Cuando se piensa en payasos puede pensarse en una risa burlona o incluso en una mirada desquiciada sacada de una película de terror, en la que la risa es lo de menos. También es el caso de estos Payasos Sin Fronteras, no porque aludan al terror sino porque saben que la guerra, el hambre y la desesperanza pueden ser tan poderosas que la risa es lo de menos.

 

 

El postconflicto entre guerrillas en Nicaragua, la violencia juvenil causada por el narcotráfico en Colombia, la hambruna en Namibia, la matanza en los Balcanes, el infierno entre Israel y Palestina y la devastación de Haití son solo algunos de los escenarios en los que Payasos Sin Fronteras hace su labor.

 

 

“Resulta imposible que jóvenes y niños… en definitiva seres humanos, que han pasado por situaciones tan difíciles suelten sus risas. Y lo sabemos.

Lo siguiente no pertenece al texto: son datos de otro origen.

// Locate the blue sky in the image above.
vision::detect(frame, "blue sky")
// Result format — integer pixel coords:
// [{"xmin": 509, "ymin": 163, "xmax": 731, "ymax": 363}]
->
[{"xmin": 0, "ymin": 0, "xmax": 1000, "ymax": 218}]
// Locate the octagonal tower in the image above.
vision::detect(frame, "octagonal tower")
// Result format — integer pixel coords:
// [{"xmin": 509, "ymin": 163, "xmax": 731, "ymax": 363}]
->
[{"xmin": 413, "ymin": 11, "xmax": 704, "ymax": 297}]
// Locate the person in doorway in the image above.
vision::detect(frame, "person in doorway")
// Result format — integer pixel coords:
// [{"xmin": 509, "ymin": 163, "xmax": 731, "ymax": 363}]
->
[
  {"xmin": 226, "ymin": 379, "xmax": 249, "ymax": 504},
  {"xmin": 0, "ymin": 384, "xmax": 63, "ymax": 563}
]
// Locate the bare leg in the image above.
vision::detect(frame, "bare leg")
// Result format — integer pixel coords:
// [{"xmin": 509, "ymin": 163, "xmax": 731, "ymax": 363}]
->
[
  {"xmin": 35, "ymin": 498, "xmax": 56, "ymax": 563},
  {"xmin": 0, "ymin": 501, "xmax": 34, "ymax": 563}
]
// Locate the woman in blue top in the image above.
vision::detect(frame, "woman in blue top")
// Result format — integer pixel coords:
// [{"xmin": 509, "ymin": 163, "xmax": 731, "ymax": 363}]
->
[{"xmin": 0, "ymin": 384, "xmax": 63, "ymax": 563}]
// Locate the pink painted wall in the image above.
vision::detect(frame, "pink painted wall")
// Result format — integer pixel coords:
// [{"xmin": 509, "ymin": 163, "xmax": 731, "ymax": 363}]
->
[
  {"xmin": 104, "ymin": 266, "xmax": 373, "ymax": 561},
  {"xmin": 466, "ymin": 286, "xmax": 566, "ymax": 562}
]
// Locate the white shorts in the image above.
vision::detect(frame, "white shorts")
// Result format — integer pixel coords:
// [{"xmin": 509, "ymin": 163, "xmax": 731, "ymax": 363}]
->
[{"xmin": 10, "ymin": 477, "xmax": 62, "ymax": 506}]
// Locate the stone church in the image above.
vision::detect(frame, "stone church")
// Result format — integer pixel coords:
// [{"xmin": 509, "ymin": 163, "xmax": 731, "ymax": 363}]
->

Somos payasos que tenemos como misión paliar un dolor, no reemplazarlo por felicidad”, asegura Rueda.

 

 

 

- Ese mitigar el dolor es en el fondo una labor muy seria para un payaso ¿No cree usted?

 

 

Sí, pero es que ser payaso es una cosa muy seria. Provocar la risa tonta es muy fácil, hacer soñar, hacer olvidar a las personas que pasan por sus duelos es una labor muy comprometedora.

 

 

 

-Y si se lo toma tan seriamente, ¿No se siente impotente cuando en vez de comida y medicamentos solo les puede llevar sueños a estos niños?

 

 

Sí, la impotencia es constante. Pero la satisfacción de ver a un niño que vuelve a creer en sí mismo es gratificante. Entender al ser humano como un ser limitado, con dificultades, con tristezas, pero con dignidad de hacerles frente, es toda una lección.

 

 

El ejemplo es muy claro: después de una función un niño se le acercó tímidamente a Tortell Poltrona con el puño cerrado, abrió la mano lentamente y le dijo que tenía en su mano un regalo que este payaso le había hecho algunos años atrás… Se trataba de un confeti que había lanzado en la despedida de su última función en el campo de refugiados en los Balcanes.

 

 

Indeleble, así quedó en la memoria de este niño la visita de aquellos payasos raros, pero imborrable también resultó la lección de que soñar es posible, “así sea a trocitos”, como cuenta Pepo Rueda.

 

 

Cuando la tierra tiembla, los payasos sonríen

 

 

- ¿Hay algún lugar que le haya marcado especialmente en estos 10 años en Payasos Sin Fronteras?

 

 

 

“Sí. Haití. Es un país devastado. Allí la ilusión nunca ha sido cosa cotidiana... ni siquiera posible. Conocí Haití antes del terremoto de 2010 y volví después. ¿Qué si la realidad cambió? Pues sí… el país quedó aun más deshecho que antes”, asegura Rueda.

 

 

Y sin embargo, es Haití donde Pepo sueña con llevar de nuevo sus risas. Porque sí, porque le parece un lugar marcado por un destino inmerecido, con gente que podría tener otro rumbo.

 

 

“Volvería a Haití me quedaría allí porque es donde veo más útil mi labor de payaso”, insiste Rueda.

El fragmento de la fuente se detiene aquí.